When the Beatles first visited America and were met at the airport by the media hordes, they were asked what their plans were. Paul McCartney's answer included, "I'd like to see Muddy Waters."
A reporter asked, "Where's that?"
McCartney responded, "Don't you even know who your own famous people are?"
This apparent ignorance may seem hard to understand. We now know a lot more about the roots of our popular music. Rock music was still emerging at that time, and the reporter, like many people, wasn't aware that much of British Rock, in fact rock music in general, was heavily influenced by old American blues singers.
Shortly before he was murdered at age 29 --- leaving a total estate of one well-worn guitar --- blues legend Robert Johnson recorded "Love In Vain" and "Walkin' Blues." These two blues classics have since been recorded by the Rolling Stones, Bonnie Raitt, and Eric Clapton.

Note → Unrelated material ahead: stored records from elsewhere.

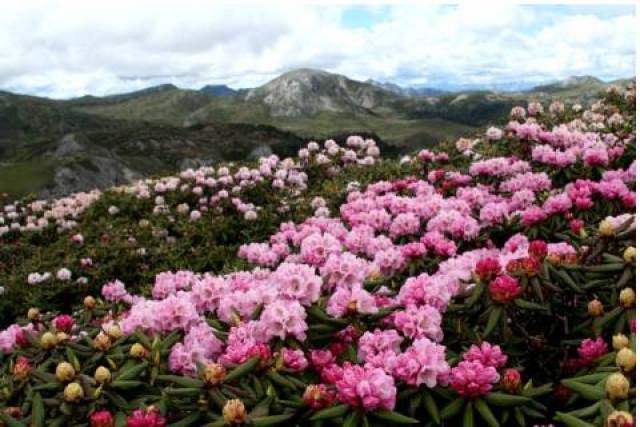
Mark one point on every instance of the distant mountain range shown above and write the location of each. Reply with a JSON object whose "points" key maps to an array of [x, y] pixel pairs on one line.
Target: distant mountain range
{"points": [[53, 147]]}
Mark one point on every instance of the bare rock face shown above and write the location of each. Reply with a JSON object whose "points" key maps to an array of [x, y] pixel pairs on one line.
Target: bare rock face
{"points": [[308, 92], [100, 172], [68, 145]]}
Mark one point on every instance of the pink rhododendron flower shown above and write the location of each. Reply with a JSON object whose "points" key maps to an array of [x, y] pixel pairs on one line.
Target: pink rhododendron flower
{"points": [[473, 379], [366, 388], [487, 354]]}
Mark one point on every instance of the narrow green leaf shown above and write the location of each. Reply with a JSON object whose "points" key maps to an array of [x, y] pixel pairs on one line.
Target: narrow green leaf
{"points": [[571, 421], [485, 412], [333, 412], [394, 417], [243, 369], [467, 420], [504, 399]]}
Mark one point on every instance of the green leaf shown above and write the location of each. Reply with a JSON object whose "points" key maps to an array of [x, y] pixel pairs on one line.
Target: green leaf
{"points": [[10, 421], [187, 421], [394, 417], [262, 408], [242, 370], [485, 412], [180, 380], [528, 305], [333, 412], [271, 420], [37, 411], [452, 408], [182, 391], [126, 384], [568, 280], [571, 421], [494, 316], [475, 294], [432, 408], [587, 391], [587, 411], [591, 378], [132, 372], [504, 399], [467, 420], [280, 380]]}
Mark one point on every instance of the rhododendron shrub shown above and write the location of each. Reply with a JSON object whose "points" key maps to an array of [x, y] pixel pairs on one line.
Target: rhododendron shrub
{"points": [[487, 282]]}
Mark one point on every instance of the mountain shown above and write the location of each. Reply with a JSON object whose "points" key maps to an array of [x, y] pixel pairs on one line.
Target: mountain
{"points": [[306, 92], [52, 147], [407, 91], [218, 90], [570, 83]]}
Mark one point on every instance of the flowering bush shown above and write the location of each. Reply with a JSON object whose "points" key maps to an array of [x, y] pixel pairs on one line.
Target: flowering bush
{"points": [[476, 284]]}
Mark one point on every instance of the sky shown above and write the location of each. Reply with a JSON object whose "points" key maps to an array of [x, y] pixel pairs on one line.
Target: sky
{"points": [[69, 48]]}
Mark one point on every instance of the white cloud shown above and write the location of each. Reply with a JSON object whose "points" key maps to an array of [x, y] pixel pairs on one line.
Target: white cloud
{"points": [[69, 48]]}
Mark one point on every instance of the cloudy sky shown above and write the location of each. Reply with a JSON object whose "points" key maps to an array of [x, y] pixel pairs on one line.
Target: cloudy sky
{"points": [[68, 48]]}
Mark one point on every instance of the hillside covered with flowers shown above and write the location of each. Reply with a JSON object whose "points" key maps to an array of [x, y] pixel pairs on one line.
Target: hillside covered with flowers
{"points": [[486, 282]]}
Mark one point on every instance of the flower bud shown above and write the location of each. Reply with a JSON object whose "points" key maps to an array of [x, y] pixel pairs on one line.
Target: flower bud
{"points": [[13, 411], [504, 289], [65, 372], [629, 255], [606, 228], [114, 331], [620, 341], [48, 340], [33, 314], [317, 396], [89, 302], [554, 259], [138, 351], [626, 359], [73, 392], [619, 419], [213, 374], [595, 308], [102, 375], [617, 386], [627, 298], [63, 323], [22, 368], [102, 342], [511, 380], [234, 412]]}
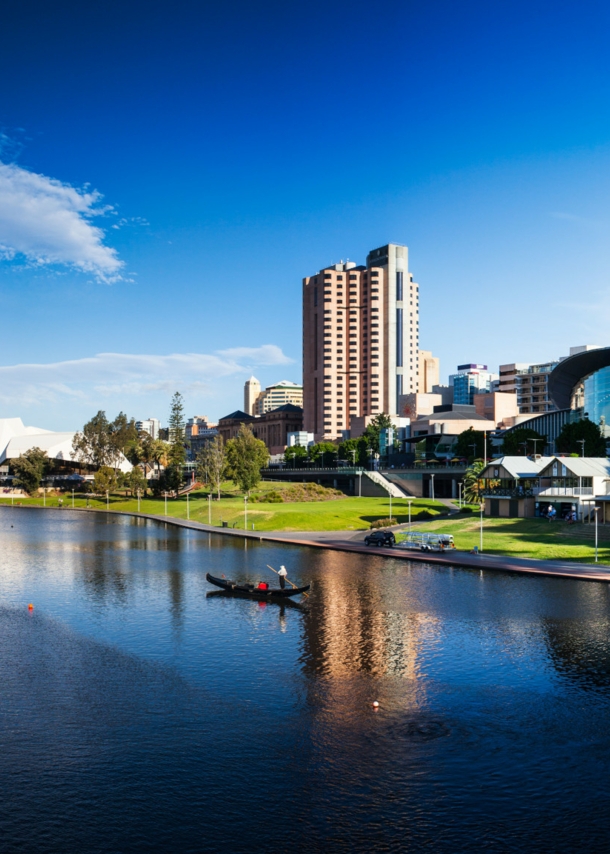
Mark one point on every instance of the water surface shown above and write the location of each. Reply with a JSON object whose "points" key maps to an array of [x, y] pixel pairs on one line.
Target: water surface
{"points": [[137, 713]]}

McKinley Morganfield abandoned virtual slave labor in Mississippi for the blues guitar, reverted to his childhood nickname Muddy Waters, came north to the streets of Chicago, and penned the song "Rollin' Stone" in 1950, when Mick and the boys were still in grammar school.
The list goes on, of old black blues men inspiring young white musicians.
We can take this question of inspirational hierarchy another step: If rock music on both sides of the Atlantic was influenced by the likes of Muddy Waters and Robert Johnson, who influenced Muddy and Robert? Was there someone before them?
In 1981 I was asking myself this very question. I was a newly divorced housepainter-freelance writer. My life was, in many ways, the living blues: unpredictable weather, regular rejection slips, and a steady diet of blues music. I not only listened to the blues, I hosted a weekly blues program on WGMC 90.1 and 105.1 FM. This validated my infatuation with this whole genre of hurting musicians.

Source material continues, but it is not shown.